Home

Awesome

hal-fuzz: An HLE-based fuzzer for blob firmware

hal-fuzz is the sleeker, faster, fuzzing-oriented version of HALucinator. It was developed as part of our paper "HALucinator: Firmware Re-Hosting through Abstraction Layer Emulation" at USENIX 2020.

It was also used by the Shellphish hacking team to win the 2019 CSAW Embedded Security Challenge(https://github.com/TrustworthyComputing/csaw_esc_2019), by leveraging its rehosting, fuzzing, and debugging capabilities. Check out a video of hal-fuzz grilling up a challenge automatically here: https://drive.google.com/file/d/1m4VzTQUBMb1xOZN9GmWQZS-Qij3v0koF/view

If you're interested in re-hosting entire multi-node systems, or re-hosting firmware needing complex interactions with the outside world, you might want to try the original, found here: https://github.com/embedded-sec/halucinator

Cite us!

Using hal-fuzz for research? Please cite our USENIX paper. More details at: http://subwire.net/publication/halucinator/

What is this crazy thing?

hal-fuzz is a generic emulator based on the principle of High Level Emulation (HLE), where we replace hardware-related library functions in the binary with high-level Python replacements. While these replacements are created manually, we show (and you can experience yourself) that these high-level replacements are shockingly easy to write. Most of them simply take arguments from the program, and do almost nothing of consequence. In fact, many do nothing at all, and are simply nop-outs.

In this fuzzing-oriented version, we replace the combo of full-system QEMU and Avatar used to create an instrumentable environment with AFL-Unicorn(https://github.com/Battelle/afl-unicorn ). This removes the significant bulk of the previous system, and adds AFL's fork-server and block coverage information. While we tried to engineer the system such that handlers written for one work with the other, we noticed that handlers used simply for fuzzing could be much shorter (and therefore much more performant) and opted to split up the system. This version also forgoes concepts such as the Peripheral Server from the original HALucinator for the same reasons.

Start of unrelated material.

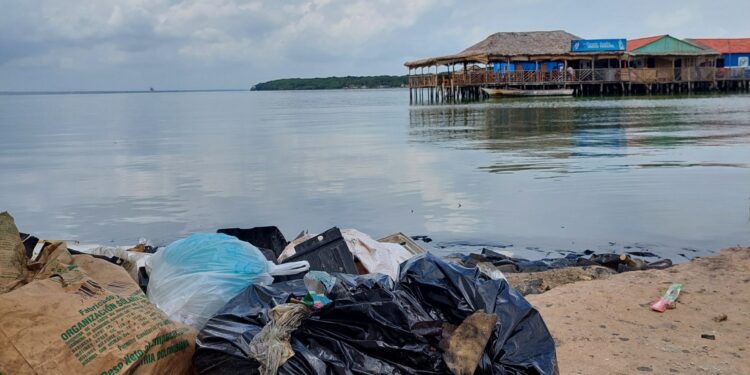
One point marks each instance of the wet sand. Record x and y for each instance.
(606, 326)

In order to make hal-fuzz work at a reasonable speed, we made a number of notable optimizations:

More details can be found in the paper.

How do I use it?

Initial setup

Shortcut: Docker

Do you not hate Docker? Skip all the stuff below and try our Dockerfile (note that we don't suggest this for real-world fuzzing of anything, but it's a great way to play around!)

Simply:

docker build .

...and eventually...

docker run -it <image_hash> /bin/bash

and you'll be dropped into a shell with everything set up!

If you want to fuzz, make sure you do the following on the host, as root or AFL will get mad:

echo core >/proc/sys/kernel/core_pattern
cd /sys/devices/system/cpu
echo performance | tee cpu*/cpufreq/scaling_governor

The old-fashioned way

If you're on Ubuntu 18.04, first make yourself a Python virtual environment:

mkvirtualenv -p /usr/bin/python3 halfuzz

...and then run:

./setup.sh

You'll need to be a user with sudo permissions.
Cross your fingers.

Now what?

If all goes well, you can now use the ./hal-fuzz script to use the tool.

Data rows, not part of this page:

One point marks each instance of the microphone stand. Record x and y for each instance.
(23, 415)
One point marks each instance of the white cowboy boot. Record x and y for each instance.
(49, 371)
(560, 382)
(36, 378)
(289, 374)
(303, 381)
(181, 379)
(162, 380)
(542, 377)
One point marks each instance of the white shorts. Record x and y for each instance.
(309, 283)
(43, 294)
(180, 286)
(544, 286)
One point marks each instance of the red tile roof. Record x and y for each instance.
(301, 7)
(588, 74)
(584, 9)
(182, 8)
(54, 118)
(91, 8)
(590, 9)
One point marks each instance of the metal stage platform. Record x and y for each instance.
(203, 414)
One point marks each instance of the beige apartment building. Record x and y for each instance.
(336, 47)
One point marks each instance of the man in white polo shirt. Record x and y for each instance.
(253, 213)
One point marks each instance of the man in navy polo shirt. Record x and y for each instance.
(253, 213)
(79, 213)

Other useful points of interest include the test_*.sh scripts found in the root directly. The "fuzz" scripts will start single-threaded AFL for that sample, the "parallel" scripts will start a huge parallel AFL ssession (be careful!) and the plain ones will simply run the binary once (useful for triage and debugging).

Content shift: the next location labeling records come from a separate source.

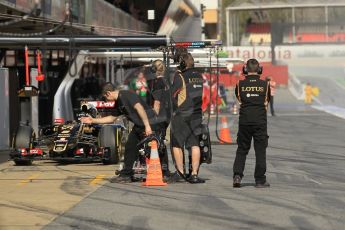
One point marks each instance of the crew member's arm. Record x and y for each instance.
(177, 85)
(101, 120)
(156, 106)
(142, 114)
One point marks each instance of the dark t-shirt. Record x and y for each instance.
(125, 106)
(187, 92)
(161, 93)
(253, 94)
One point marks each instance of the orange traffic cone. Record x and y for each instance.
(225, 132)
(234, 109)
(154, 175)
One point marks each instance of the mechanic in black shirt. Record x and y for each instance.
(158, 99)
(186, 122)
(137, 111)
(253, 95)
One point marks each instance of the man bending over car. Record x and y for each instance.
(137, 111)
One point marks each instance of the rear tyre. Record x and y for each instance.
(107, 138)
(23, 139)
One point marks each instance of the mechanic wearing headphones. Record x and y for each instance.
(253, 95)
(158, 99)
(138, 112)
(186, 122)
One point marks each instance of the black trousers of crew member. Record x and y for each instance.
(132, 150)
(271, 106)
(163, 152)
(244, 138)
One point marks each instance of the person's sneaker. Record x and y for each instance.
(237, 181)
(262, 184)
(121, 179)
(175, 177)
(194, 179)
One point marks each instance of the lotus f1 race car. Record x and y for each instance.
(71, 141)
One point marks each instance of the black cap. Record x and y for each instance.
(108, 86)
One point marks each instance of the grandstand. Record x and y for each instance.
(291, 21)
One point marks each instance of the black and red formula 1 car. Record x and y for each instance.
(71, 141)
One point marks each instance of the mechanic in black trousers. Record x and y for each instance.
(253, 95)
(187, 118)
(158, 98)
(137, 111)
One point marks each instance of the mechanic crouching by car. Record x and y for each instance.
(187, 118)
(129, 104)
(253, 95)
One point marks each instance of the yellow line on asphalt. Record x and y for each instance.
(97, 179)
(29, 179)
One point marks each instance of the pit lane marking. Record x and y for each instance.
(29, 179)
(97, 179)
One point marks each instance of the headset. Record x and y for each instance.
(245, 70)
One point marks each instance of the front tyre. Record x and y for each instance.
(108, 138)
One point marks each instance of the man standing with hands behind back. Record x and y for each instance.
(253, 95)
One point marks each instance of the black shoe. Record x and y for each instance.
(237, 181)
(194, 179)
(121, 179)
(174, 178)
(262, 184)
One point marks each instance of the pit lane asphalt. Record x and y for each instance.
(306, 168)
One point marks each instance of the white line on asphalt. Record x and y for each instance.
(312, 180)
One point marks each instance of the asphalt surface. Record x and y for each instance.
(306, 168)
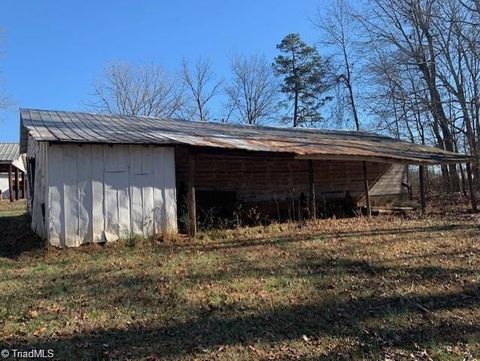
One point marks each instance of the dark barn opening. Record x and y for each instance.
(235, 188)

The csaw_tester_*.py scripts relate to our use of hal-fuzz in the 2019 CSAW Embedded Systems Challenge. These are for debugging, fuzzing, or validating challenge solutions. More info on what these do and why can be found on the CSAW ESC website.

Getting symbols

As we mention in the paper, you need a few things in order to use this tool, the first of which is the location of the libraries in the binary-under-test. There are two ways to get this information, which are provided to the system as a yml file:

Writing Handlers and Models

hal-fuzz doesn't do much without Handlers and Models. If your firmware uses a library we already have Handlers for, great! (see ./configs/hal/ for what's already supported) You can skip this part.

If not, you need to make some. This isn't hard (as we evaluate in the paper) and shouldn't take too long at all.

Handlers are the high-level replacement functions that make hardware-dependent behaviors disappear. Models are data abstractions to allow for handlers to share a common object, such as a virtual serial port or I2C bus. Models also facilitate a common interface with the outside host.

Your goal in writing handlers is to create two things: The python handler code itself, and a YML file mapping the actual symbol names to your handlers.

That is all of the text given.